İŞSİZ SANIK İŞ İSTEDİ

Tutuksuz sanıklardan Asım Demir, iki çocuğu olduğunu söyleyen Asım Demir, son dönemde işsiz kaldığını söyledi. Bunun üzerine mahkeme başkanı "Evi nasıl geçindiriyorsunuz?" diye sordu. Bunun üzerine Demir, "Size sormak lazım. Nereye gitsek iş bulamıyoruz. Devletin eli kolu uzun. Bize bakar" şeklinde cevap verdi. Mahkeme başkanının "Bakıyor mu?" sorusuna ise Demir, "Görüyorsunuz" cevabını verdi.

AYDA 3 BİN YTL

Sanık Yusuf Görüm ise, 3 çocuğu olduğunu, birinin Güneydoğu'da askerlik yaptığını söyledi. Temizlik malzemeleri üreten işyerinin kapandığını belirten Görüm, "13 bin YTL aylık gelirim vardı. Şimdi bir büroya bakıyorum. 3 bin YTL kazanıyorum. Bir kısmını tutuklu kardeşime, bir kısmını da Güneydoğu'da Jandarma Komando olarak askerlik yapan oğluma gönderiyorum." diye konuştu.

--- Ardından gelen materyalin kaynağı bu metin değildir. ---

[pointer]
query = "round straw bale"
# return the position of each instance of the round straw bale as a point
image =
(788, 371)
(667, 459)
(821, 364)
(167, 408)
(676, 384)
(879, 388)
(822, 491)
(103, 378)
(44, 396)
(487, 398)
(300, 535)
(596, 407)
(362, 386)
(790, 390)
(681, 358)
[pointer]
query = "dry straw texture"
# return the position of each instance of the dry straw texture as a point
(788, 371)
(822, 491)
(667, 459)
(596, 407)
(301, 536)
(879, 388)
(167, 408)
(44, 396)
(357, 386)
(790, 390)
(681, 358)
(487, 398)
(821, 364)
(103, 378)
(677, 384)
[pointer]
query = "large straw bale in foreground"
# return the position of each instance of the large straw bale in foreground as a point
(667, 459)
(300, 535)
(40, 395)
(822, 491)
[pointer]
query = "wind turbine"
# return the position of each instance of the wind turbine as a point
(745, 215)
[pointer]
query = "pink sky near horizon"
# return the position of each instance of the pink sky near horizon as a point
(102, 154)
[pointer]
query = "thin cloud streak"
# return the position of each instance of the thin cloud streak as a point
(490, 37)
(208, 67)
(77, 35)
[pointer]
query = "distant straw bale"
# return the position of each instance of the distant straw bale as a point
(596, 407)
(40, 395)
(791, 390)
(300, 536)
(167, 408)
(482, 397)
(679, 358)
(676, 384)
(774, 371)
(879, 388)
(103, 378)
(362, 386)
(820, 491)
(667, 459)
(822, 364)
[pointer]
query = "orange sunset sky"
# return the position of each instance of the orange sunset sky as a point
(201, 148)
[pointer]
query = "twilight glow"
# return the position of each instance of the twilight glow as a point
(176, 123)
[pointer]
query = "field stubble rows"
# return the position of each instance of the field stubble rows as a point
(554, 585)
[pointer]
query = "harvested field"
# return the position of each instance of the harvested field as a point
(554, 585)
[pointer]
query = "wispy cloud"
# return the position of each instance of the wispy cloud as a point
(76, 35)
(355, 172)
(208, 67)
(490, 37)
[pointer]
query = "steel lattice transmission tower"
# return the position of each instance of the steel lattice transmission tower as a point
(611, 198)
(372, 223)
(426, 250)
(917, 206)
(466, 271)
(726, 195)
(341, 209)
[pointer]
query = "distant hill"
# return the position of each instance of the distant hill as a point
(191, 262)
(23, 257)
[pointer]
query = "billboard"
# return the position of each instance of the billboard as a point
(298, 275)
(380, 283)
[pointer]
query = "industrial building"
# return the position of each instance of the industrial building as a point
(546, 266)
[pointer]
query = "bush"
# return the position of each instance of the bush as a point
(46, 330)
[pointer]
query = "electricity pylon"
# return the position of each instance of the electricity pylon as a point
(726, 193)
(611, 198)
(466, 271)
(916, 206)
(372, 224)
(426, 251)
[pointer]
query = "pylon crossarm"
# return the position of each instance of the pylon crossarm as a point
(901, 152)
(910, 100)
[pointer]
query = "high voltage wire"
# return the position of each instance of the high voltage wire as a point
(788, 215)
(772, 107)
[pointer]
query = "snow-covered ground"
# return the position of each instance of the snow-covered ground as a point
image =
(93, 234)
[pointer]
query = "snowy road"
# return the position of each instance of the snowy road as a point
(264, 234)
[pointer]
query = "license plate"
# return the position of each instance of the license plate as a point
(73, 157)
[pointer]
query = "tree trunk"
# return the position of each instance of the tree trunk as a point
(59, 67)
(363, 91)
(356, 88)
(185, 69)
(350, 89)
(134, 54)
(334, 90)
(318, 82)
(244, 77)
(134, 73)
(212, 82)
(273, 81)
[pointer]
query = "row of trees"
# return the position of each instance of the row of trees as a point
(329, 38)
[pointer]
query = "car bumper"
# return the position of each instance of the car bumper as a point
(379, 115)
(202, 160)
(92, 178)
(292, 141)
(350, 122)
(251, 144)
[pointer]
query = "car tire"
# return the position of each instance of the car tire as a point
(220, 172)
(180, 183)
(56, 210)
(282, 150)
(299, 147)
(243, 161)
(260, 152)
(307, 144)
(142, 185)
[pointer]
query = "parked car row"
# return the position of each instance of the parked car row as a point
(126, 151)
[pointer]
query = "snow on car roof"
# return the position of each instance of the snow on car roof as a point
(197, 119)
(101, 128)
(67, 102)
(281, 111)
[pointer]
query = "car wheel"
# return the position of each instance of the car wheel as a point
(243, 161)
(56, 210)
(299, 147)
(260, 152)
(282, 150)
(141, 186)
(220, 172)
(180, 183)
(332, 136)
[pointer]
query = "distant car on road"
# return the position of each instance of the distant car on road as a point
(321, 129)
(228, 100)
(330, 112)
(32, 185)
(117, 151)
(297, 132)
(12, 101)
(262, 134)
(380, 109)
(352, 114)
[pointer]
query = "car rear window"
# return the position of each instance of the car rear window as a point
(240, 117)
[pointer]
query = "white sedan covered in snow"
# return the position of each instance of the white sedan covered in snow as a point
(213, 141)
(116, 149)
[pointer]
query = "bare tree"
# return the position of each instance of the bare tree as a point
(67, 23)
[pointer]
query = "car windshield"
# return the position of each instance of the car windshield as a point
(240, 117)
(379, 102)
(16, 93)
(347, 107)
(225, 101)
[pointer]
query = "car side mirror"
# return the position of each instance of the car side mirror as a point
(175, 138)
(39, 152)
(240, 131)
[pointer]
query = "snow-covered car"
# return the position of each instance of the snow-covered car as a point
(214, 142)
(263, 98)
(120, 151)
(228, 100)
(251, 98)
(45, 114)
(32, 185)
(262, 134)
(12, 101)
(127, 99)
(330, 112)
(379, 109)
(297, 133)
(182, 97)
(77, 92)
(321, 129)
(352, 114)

SANIKLAR İDDİANANİN OKUNMASINI İSTEMEDİLER

Tutuksuz sanıklardan Ayhan Çelik ve Aydın Gergin de, kendilerine avukat tuttuklarını söyleyince baro tarafından tayin edilen avukatlar salondan dışarı çıktı. Avukat Şahin Zenginal'ın müvekkilinin duruşmaya gelemeyecek kadar hasta olduğunu ve bunun da zabıtlara geçmesini istediğini söylemesi üzerine mahkeme başkanı, görüntülü ve sesli kayıt yapıldığını hatırlatırcasına "Geçti bile" cevabını verdi.

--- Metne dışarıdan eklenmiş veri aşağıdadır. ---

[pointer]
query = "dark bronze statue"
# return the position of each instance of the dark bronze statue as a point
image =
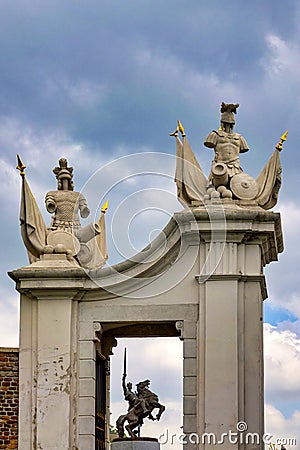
(141, 405)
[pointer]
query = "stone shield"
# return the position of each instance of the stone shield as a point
(244, 186)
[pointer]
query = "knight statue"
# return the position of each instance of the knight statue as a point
(141, 405)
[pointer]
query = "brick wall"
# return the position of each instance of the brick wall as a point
(9, 397)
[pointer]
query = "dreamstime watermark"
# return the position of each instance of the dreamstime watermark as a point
(240, 435)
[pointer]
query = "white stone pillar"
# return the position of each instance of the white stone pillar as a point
(48, 355)
(230, 387)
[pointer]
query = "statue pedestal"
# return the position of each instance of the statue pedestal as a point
(135, 444)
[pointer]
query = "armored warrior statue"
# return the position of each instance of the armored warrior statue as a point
(227, 183)
(64, 203)
(226, 143)
(85, 246)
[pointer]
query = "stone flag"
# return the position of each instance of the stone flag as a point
(33, 228)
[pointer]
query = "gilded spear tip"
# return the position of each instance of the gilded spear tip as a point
(104, 207)
(282, 140)
(181, 129)
(21, 167)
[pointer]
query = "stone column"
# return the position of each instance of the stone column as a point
(48, 353)
(230, 386)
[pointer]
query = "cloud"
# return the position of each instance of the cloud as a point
(281, 427)
(282, 364)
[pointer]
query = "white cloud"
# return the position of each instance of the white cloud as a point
(282, 363)
(281, 427)
(86, 94)
(283, 58)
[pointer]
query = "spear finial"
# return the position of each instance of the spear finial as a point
(282, 140)
(125, 363)
(181, 129)
(21, 167)
(104, 207)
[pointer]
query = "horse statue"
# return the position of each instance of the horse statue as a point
(141, 405)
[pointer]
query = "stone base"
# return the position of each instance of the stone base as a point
(135, 444)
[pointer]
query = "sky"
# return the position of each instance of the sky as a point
(103, 84)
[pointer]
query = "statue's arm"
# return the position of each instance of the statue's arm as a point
(244, 146)
(83, 208)
(50, 203)
(211, 140)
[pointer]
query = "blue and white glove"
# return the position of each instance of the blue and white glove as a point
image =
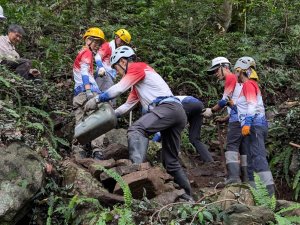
(89, 94)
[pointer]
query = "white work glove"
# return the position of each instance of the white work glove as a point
(207, 112)
(89, 94)
(91, 104)
(34, 72)
(101, 72)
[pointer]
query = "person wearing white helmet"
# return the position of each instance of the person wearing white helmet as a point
(11, 58)
(252, 62)
(254, 125)
(105, 74)
(162, 112)
(2, 17)
(234, 156)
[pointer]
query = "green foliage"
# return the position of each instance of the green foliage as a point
(285, 220)
(126, 190)
(261, 195)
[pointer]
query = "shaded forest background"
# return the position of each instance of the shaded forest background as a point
(178, 38)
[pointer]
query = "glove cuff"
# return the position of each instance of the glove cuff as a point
(248, 120)
(222, 103)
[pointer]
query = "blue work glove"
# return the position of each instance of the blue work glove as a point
(247, 126)
(156, 137)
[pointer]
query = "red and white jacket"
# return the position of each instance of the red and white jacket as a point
(145, 83)
(83, 71)
(103, 55)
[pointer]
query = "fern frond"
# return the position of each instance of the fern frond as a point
(41, 113)
(281, 220)
(192, 84)
(52, 201)
(62, 141)
(296, 180)
(286, 165)
(297, 191)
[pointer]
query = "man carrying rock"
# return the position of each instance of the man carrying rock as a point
(163, 112)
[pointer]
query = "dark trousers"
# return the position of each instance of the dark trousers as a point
(194, 115)
(170, 119)
(20, 66)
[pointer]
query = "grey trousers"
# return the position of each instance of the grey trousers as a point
(257, 155)
(170, 119)
(105, 83)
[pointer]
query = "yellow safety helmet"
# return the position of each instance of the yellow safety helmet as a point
(94, 32)
(124, 35)
(253, 75)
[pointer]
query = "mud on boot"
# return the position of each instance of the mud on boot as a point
(97, 155)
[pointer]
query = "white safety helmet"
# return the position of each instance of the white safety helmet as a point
(250, 60)
(2, 17)
(121, 52)
(242, 63)
(217, 62)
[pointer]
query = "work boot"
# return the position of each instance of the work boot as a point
(233, 173)
(244, 168)
(203, 152)
(181, 179)
(187, 198)
(137, 146)
(244, 174)
(271, 189)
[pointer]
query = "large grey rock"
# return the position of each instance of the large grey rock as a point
(235, 193)
(238, 214)
(21, 177)
(155, 181)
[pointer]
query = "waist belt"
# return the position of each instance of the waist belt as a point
(163, 99)
(81, 88)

SAVCI TARAFSIZ DEĞİL İDDİASI

Kimlik tespitlerinin tamamlanmasının ardından mahkeme başkanı, "Konu, iddianamenin okunması aşamasına geldi." diye konuştu. Bunu üzerine Kemal Alemdaroğlu ve Güler Kömürcü'nün avukatı Metin Çetinbaş, yargılamada hukuka aykırılıklar olduğunu iddia etti. Çetinbaş, "Soruşturma aşamasında savcılar tarafsız, insan haklarına ve hukuka aykırı işlem yapmışlardır. Başbakan Recep Tayip Erdoğan, davaya kendisini Cumhuriyet savcısı olarak tayin etmiştir. Dava ile ilgili bilgi ve belgeler AKP yanlısı basına sızdırılmış, kimlerin tutuklanacağı, tutuklanmadan önce bu gazetelerde yayınlanmıştır. Kişilerin özel hayatlarının mahremiyeti ve konuşma hakları ihlal edilmiştir." iddiasında bulundu.

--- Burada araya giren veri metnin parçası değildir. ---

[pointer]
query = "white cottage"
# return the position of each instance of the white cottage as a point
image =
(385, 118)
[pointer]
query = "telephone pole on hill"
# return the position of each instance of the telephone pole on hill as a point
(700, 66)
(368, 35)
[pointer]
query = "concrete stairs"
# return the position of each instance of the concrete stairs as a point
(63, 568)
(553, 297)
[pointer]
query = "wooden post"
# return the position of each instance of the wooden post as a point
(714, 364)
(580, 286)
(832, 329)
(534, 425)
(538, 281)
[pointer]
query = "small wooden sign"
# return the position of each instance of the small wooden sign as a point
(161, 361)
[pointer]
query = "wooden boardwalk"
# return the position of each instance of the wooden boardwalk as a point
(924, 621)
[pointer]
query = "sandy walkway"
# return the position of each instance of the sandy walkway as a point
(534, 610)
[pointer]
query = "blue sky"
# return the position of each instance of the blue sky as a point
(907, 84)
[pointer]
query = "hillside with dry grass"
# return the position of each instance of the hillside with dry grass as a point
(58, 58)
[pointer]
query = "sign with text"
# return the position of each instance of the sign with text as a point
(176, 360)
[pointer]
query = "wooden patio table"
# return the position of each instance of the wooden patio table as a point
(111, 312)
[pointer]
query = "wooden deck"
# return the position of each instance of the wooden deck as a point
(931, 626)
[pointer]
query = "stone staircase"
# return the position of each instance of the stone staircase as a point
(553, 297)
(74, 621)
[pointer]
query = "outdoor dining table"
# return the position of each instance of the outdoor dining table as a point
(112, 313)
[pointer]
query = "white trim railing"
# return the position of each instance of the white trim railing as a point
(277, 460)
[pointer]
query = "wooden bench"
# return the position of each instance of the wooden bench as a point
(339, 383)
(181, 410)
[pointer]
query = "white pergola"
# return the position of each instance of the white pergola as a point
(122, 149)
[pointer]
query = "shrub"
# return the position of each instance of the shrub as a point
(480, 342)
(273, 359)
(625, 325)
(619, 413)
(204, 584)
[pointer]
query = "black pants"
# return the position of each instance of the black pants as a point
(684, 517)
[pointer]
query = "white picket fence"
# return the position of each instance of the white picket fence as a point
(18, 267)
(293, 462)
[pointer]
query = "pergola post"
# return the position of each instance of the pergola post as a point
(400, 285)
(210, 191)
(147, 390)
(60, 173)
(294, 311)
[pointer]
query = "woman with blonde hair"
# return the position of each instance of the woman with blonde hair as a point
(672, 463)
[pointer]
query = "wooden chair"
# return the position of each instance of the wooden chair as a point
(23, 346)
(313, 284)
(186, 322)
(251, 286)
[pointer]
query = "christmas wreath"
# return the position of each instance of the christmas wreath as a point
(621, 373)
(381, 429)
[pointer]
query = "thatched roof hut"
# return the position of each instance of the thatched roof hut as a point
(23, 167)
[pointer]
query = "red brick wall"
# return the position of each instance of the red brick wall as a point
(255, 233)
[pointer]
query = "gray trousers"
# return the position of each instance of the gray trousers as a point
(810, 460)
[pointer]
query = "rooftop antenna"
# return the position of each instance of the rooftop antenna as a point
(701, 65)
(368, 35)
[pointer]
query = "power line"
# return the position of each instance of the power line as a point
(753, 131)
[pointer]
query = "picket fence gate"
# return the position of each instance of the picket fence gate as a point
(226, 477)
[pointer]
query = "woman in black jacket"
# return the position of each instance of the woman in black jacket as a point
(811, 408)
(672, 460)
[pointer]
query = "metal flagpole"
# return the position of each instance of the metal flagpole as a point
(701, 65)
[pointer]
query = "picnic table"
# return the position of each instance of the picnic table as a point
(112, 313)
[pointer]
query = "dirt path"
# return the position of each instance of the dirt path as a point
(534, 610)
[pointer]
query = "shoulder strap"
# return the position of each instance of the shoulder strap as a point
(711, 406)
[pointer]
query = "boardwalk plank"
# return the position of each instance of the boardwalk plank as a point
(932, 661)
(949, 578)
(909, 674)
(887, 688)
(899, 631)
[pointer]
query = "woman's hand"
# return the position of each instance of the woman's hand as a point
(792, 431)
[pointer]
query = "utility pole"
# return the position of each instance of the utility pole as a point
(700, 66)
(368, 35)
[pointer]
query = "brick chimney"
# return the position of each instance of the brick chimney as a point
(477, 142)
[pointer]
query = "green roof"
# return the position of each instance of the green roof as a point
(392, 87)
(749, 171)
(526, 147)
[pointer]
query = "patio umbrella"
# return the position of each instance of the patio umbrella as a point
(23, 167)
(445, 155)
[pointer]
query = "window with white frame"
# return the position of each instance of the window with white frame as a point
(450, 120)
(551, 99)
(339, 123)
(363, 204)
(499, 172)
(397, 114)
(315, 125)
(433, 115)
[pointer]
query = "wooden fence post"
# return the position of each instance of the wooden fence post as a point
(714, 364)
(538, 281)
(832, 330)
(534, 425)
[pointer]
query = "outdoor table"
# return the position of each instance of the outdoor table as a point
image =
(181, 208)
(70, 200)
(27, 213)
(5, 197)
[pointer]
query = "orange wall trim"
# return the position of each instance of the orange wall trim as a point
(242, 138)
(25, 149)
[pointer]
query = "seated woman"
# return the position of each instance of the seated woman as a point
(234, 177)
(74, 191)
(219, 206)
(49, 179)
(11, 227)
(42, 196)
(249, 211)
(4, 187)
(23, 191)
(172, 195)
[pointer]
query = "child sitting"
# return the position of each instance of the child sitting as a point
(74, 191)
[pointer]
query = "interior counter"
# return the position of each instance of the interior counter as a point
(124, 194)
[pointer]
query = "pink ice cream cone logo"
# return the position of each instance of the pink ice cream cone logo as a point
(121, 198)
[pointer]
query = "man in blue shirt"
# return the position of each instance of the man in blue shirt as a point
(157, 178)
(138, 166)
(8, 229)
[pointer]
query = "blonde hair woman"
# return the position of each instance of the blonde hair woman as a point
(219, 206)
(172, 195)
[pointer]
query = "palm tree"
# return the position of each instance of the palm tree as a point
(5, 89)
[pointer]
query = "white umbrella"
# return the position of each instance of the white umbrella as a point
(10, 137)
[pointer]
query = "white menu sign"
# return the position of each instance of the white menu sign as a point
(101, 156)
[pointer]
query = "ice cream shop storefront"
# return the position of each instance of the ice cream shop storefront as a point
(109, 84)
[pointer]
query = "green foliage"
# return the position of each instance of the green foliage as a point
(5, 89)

MAHKEME BAŞKANI: DURUN HELE

Bunun üzerine mahkeme başkanı, "Durun hele, iddianamenin okunmasından önce bu söylediklerinizin adını koyalım. Savunma ise henüz iddianame okunmadı." dedi, Avukat Çetinbaş da, "Söylediklerimle; iddianamenin okunmasını istemediğimizi, ayrıca iddianameyi hazırlayan savcılar hakkında suç duyurusunda bulunma talebimizi sunacağım. Savcılar hakkında suç duyurusunda bulunmak olağan bir davranış değildir. Bu nedenle es geçmek istemiyorum." ifadelerini kullandı.

İlgili maddeleri sıralayarak iddianamenin okunmasını istemediğini belirten Avukat Çetinbaş, "Yol çok uzun. Sabah 05.00'da kalkıp duruşmaya gelmek lazım. Sanıklar ruhi, manevi baskı altında jandarmalar arasında savunma yapmaya çalışıyorlar. Siz yargıçsınız, tecrübelisiniz. Bu koşulların düzeltilmesini sağlayabilirsiniz. Bayanlar tuvaleti içeride, erkekler tuvaleti dışarıda. İhtiyaç olduğunda duruşmanın yapıldığı binaya girip çıkmak oldukça külfetli. Gerek olursa Abdi İpekçi Salonu gibi bir yerde duruşmanın yapılmasını talep ediyoruz." dedi.

İşçi Partili sanıkların avukatlarından Mehmet Cengiz de, iddianamenin okunmasını istemediklerini söyledi.